Quote:
Originally Posted by nuttle
My guess is that the issue is triggered by more bandwidth being needed than there is available. So, robots that upload lots of telemetry, all have video feeds, etc. combined with anything that causes less availible bandwidth is the magic combination. Fixing whaever is limiting the bandwidth makes the problem go away, but really doesn't solve the deeper issue. When bandwidth is tight, packets drop, TPC requests retransmissions, and this only results in more bandwidth being needed. Traffic on some critical connections gets held up for long enough that robots die and do not recover. If this is right, the old radios in 2010 turned up the same underlying issue but the problem went away when everyone was told to use the new radios.
Depending on how things are implemented, a single robot could have more than one video stream coming from a single camera -- one for the dashboard and another one for off-board target tracking. One way to simulate this would be to open extra web sessions with the camera. The 'netem' tool I mentioned before can simulate a network with various issues in the network and is a more controlled way to try to cause this type of problem.
This wouldn't be an issue when using a tether, and a single robot running over wireless would have six times the bandwidth as when a match is being played and so would not likely see this either. The exact traffic when running under the FMS might be different as well.
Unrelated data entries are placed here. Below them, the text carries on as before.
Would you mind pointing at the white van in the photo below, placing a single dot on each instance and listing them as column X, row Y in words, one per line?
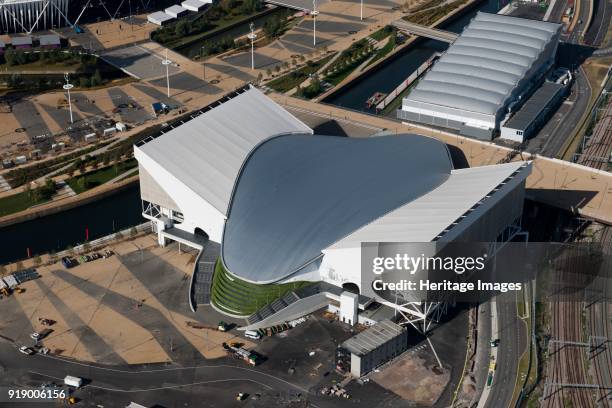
column 71, row 381
column 252, row 334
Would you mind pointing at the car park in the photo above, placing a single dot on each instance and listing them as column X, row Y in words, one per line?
column 26, row 350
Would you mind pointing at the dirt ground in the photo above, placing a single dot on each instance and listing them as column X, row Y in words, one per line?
column 130, row 308
column 413, row 378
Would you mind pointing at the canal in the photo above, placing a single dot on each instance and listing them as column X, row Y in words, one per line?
column 193, row 49
column 57, row 231
column 123, row 210
column 390, row 75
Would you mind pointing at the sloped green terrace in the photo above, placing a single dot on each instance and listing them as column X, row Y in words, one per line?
column 241, row 298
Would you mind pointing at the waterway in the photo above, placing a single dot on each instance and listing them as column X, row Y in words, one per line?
column 193, row 49
column 123, row 210
column 390, row 75
column 57, row 231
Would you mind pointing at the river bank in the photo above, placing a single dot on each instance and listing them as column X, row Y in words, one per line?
column 389, row 75
column 54, row 207
column 397, row 52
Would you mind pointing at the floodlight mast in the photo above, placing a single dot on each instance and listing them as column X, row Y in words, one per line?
column 167, row 62
column 68, row 86
column 252, row 36
column 314, row 14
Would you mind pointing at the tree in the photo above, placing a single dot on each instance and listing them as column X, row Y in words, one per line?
column 52, row 256
column 10, row 57
column 182, row 28
column 96, row 79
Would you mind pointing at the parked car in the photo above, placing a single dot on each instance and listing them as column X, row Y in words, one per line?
column 26, row 350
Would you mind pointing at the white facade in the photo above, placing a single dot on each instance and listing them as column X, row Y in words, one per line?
column 159, row 18
column 348, row 307
column 18, row 16
column 484, row 74
column 193, row 5
column 188, row 175
column 176, row 11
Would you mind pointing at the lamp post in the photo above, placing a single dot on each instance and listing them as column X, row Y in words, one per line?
column 314, row 14
column 68, row 86
column 167, row 62
column 252, row 36
column 203, row 63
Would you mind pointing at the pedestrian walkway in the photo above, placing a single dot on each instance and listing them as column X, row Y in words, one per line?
column 63, row 190
column 4, row 185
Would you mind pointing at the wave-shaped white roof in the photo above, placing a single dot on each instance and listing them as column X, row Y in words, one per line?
column 425, row 218
column 482, row 68
column 207, row 152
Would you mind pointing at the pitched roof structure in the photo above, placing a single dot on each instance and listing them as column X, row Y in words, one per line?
column 481, row 69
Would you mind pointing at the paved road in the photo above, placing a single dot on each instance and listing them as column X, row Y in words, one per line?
column 111, row 385
column 511, row 346
column 552, row 137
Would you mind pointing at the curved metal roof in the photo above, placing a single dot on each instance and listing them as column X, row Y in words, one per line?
column 521, row 39
column 505, row 56
column 461, row 89
column 485, row 64
column 470, row 80
column 513, row 29
column 483, row 73
column 552, row 28
column 467, row 103
column 298, row 194
column 488, row 44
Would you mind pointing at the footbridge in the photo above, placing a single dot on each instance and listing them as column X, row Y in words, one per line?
column 422, row 31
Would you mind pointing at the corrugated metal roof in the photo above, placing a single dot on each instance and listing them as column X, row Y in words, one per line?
column 425, row 218
column 175, row 9
column 207, row 152
column 160, row 16
column 373, row 337
column 49, row 39
column 492, row 50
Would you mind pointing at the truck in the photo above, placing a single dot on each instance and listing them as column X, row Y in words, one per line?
column 72, row 381
column 252, row 334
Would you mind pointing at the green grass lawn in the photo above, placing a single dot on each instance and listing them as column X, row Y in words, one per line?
column 239, row 297
column 294, row 78
column 98, row 177
column 381, row 53
column 382, row 33
column 19, row 202
column 342, row 70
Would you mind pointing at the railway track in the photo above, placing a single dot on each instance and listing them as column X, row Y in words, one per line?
column 567, row 350
column 600, row 355
column 596, row 153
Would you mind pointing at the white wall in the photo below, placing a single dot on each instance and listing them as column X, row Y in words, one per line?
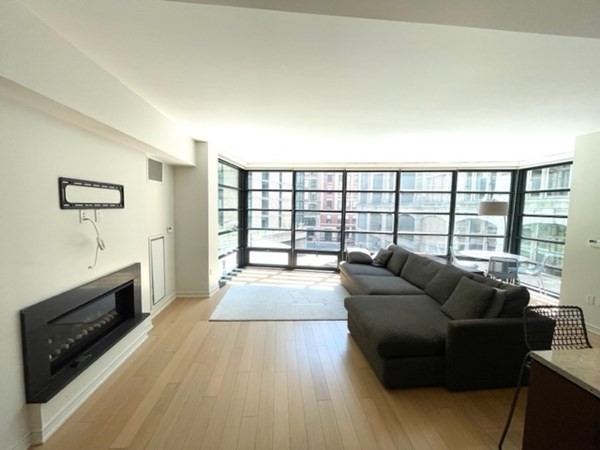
column 581, row 274
column 45, row 250
column 196, row 196
column 36, row 57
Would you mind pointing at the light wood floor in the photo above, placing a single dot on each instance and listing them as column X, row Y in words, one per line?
column 272, row 385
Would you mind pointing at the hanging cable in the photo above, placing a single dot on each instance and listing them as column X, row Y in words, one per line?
column 99, row 242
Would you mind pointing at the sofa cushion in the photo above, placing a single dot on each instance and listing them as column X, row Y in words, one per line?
column 517, row 297
column 359, row 257
column 420, row 270
column 384, row 285
column 470, row 300
column 399, row 326
column 352, row 269
column 398, row 259
column 444, row 282
column 381, row 258
column 496, row 304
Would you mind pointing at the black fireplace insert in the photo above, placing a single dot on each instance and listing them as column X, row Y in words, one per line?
column 64, row 334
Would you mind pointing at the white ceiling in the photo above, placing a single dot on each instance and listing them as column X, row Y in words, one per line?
column 274, row 88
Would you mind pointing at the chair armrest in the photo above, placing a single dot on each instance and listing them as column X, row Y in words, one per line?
column 484, row 353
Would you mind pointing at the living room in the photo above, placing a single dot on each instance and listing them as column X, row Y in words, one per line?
column 67, row 115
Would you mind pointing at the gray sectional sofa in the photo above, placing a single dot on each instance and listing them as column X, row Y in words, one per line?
column 420, row 322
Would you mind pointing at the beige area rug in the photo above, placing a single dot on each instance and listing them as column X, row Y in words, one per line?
column 282, row 302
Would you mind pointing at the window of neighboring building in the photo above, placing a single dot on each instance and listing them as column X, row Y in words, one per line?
column 543, row 221
column 370, row 205
column 474, row 232
column 424, row 211
column 269, row 216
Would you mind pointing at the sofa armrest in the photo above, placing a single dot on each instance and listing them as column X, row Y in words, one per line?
column 484, row 353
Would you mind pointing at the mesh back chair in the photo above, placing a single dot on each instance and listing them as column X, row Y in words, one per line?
column 549, row 328
column 505, row 269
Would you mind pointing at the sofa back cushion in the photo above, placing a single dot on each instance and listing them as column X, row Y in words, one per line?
column 359, row 256
column 444, row 282
column 470, row 300
column 420, row 270
column 381, row 257
column 515, row 298
column 397, row 259
column 496, row 304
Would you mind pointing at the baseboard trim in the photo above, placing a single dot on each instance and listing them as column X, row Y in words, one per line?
column 201, row 294
column 24, row 444
column 160, row 306
column 46, row 428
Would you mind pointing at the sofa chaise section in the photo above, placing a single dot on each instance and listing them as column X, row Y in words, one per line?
column 424, row 323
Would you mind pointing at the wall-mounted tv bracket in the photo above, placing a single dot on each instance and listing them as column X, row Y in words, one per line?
column 85, row 194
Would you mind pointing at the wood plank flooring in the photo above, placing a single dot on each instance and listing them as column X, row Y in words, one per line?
column 196, row 384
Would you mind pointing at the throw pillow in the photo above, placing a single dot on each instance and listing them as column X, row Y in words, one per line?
column 470, row 300
column 359, row 257
column 381, row 258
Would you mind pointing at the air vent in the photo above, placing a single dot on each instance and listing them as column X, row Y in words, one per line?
column 154, row 170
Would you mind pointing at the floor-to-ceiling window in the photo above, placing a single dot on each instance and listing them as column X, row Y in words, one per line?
column 230, row 190
column 471, row 230
column 370, row 207
column 269, row 209
column 542, row 222
column 307, row 219
column 424, row 209
column 318, row 218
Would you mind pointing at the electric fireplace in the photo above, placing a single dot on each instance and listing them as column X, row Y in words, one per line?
column 64, row 334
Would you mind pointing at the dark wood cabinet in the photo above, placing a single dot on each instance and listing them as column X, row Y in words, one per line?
column 560, row 414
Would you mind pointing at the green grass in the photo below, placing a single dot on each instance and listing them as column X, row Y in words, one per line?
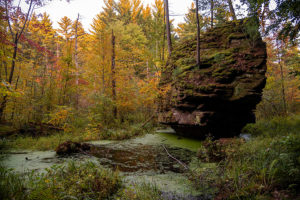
column 73, row 181
column 44, row 143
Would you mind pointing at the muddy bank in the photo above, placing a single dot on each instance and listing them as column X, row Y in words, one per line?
column 143, row 159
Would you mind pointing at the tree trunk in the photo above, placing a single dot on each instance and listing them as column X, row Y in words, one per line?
column 282, row 80
column 212, row 13
column 164, row 37
column 103, row 64
column 76, row 62
column 231, row 9
column 168, row 29
column 113, row 73
column 198, row 33
column 13, row 64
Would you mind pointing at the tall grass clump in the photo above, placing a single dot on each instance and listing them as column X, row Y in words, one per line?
column 73, row 181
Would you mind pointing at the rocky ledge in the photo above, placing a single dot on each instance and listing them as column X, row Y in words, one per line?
column 219, row 96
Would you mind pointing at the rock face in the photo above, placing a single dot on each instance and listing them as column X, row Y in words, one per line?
column 219, row 96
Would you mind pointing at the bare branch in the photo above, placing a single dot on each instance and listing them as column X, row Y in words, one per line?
column 26, row 19
column 8, row 20
column 181, row 163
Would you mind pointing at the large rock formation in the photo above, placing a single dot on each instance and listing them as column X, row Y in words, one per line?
column 219, row 96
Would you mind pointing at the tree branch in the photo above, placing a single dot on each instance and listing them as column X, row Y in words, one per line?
column 26, row 19
column 8, row 21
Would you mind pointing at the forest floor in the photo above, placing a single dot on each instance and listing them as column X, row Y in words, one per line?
column 265, row 167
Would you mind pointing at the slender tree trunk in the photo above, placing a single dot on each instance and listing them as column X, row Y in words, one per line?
column 282, row 80
column 13, row 64
column 76, row 62
column 164, row 37
column 15, row 37
column 168, row 29
column 103, row 64
column 212, row 13
column 113, row 73
column 198, row 33
column 231, row 9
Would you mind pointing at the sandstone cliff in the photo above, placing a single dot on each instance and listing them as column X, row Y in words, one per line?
column 219, row 96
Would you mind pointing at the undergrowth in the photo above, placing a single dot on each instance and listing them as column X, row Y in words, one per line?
column 52, row 141
column 73, row 181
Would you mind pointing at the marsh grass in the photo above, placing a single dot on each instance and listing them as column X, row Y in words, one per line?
column 73, row 181
column 50, row 142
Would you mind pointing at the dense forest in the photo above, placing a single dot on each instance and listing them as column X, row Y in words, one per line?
column 72, row 84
Using tcpdump / wireshark would allow digging into the problem.
Just thought I'd throw this out since this angle hasn't come up in this thread and it is one theory that should be considered, I think. THe solution would involve taking steps to make sure the critical data always gets through by limiting the bandwidth that is allowed for less critical data when bandwidth is tight. Giving each team an equal amount of bandwidth is only fair, and things like the video feed will do OK with limited bandwidth, usually by dropping frames. It would be good to have a way for teams to test with limited bandwidth as well. It would be possible to have a gauge on the driver station showing bandwidth used or something along these lines to help teams catch issues they can contol that cause them to use more bandwidth than they need and generally be more aware of this.
|
This concept DOES hold some water, especially in the context of Einstein.
It's reasonable to believe that the robots that reached Einstein would be making more effective use of the bandwidth available (sending streaming video back to the DS, etc).
It's then also reasonable to believe that if such bandwidth requirements are occupying near-to the full capacity of the link, and you start adding more of these bandwidth hungry robots to the network, problems occur due to dropping packets flooding the network with retransmits.
Maybe things could be improved by forcing camera information over a non-handshaked protocol like UDP, where no retransmission occurs if there are errors (after all, retransmitting an old camera image doesn't help, when there's a new image to transmit instead).
I agree that it would be really nice if HQ could get 6 of the 12, or all 12 Einstein robots, with the Einstein field, and test things out at HQ.
Even then, I'm not sure things would fail without the crowd of thousands of WiFi enabled devices inside a pseudo-faraday cage with it.